In case study no. 54: Fire Protection Heads, there were several issues about miscommunication and keeping track of what needs to be done. In this case the problem begins with the installation of different types of sprinkler heads, each floor has a different sprinkler head. There are only two weeks left for turnover of a three-story building and many of the city inspections are complete and a certificate of occupancy can be obtained on time. It seems that in this case the general contractor was at fault for not guaranteeing that everything was being done properly. It is the general contractors obligation to supervise that the subcontractor was making the right choices and installing the right sprinkler head type. Although the owner is upset about the different sprinkler head types, it is only an aesthetic problem. If the sprinkler heads do not function properly or the same, in this case they must be changed. However, this would delay the turnover and cost more money and time to do. If the general contractor had the knowledge about this discrepancy, before the installation then it is the contractors fault.

Case no. 54: Fire Protection

To prevent this type of mistake from happening the subcontracted should have made it his first instinct to get in contact with the General contractor and inform him about the sprinkler heads on the fire protection system. The subcontractor should of followed the punch-list as stated. One thing to take into consideration is that the project is in the phase of substantial completion and is suited to be three story office building. The subcontractor is responsible for the mistakes made and will have to pay money to replace each of the heads. Also the contractor should have been there to view what is going on during the time of installation to make sure no problems occur and everything is being followed accordingly to the drawings. This is an example of poor supervision that was conducted by the general contractor.  The General Contractor should of look over the fire protection drawings to see if there were any questions about what is shown and should also notify the architect as well. On the architects part, he or she should have indicated which type of system will be used and the type of heads that are to be installed if not noted on the drawings or if it was the architects fault.  

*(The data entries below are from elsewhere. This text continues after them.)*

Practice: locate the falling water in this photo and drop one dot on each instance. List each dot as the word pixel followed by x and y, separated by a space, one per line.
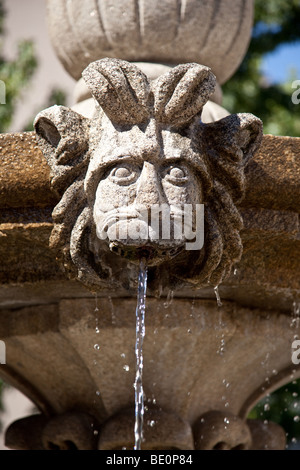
pixel 140 334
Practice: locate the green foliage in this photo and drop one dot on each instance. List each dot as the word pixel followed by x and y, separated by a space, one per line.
pixel 16 74
pixel 283 408
pixel 277 22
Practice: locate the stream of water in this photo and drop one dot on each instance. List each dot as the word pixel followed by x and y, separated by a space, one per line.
pixel 140 334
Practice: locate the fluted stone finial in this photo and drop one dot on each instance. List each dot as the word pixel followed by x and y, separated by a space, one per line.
pixel 215 33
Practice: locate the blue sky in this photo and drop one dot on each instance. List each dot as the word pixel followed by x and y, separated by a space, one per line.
pixel 278 64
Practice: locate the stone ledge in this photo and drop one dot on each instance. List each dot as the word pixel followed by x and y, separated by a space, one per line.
pixel 272 177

Case Study:24 & 36 – Yocelyne Portillo

Professional Practice: Case study: 24&26
In the case study no. 24: Budget or Bid, there was a conflict between the contractor,architect and the owner. From the beginning the owner believed the budget and the bid would be the same as discussed between the owner and contractor. There was miscommunication and misinterpretation between the owner and the contractor. The owner believed the budget would be a lump sum of $3 million. Later on the owner and the city had to make several changes because of new documents due to building codes. The contractor knew that this would result in changes in the contract but he considered the project to be a time and materials project. None of the changes or budget changes were written down in the contract. By the time the project was almost completed the estimated cost went up an extra $500,000. The owners lack of understanding and the miscommunication between both sides led to law suits against one another. The owner did not want to pay the extra money and the contractor would not continue work if he wasn’t paid either.

In case study no.26: Historical Restoration, the problem began with the unprofessional ways of handling things between architect and owner. The architect was unprofessional in bringing her toddler to meetings with the owner, contractor, suppliers and the city. I believe this is a big distraction not just to the architect but the rest of the professionals present. The next problems came when the architect provides the list of work that “may be needed.” Nothing is set in stone, there are only estimates there are no drawings or specifications. The list isn’t even attached or referenced in the contract. Then the are revisions made without initials, no dates and neither included with the contract. Projects should always be well documented, organized and explained or written down with the contract to avoid conflicts and have a a better architect to owner communication.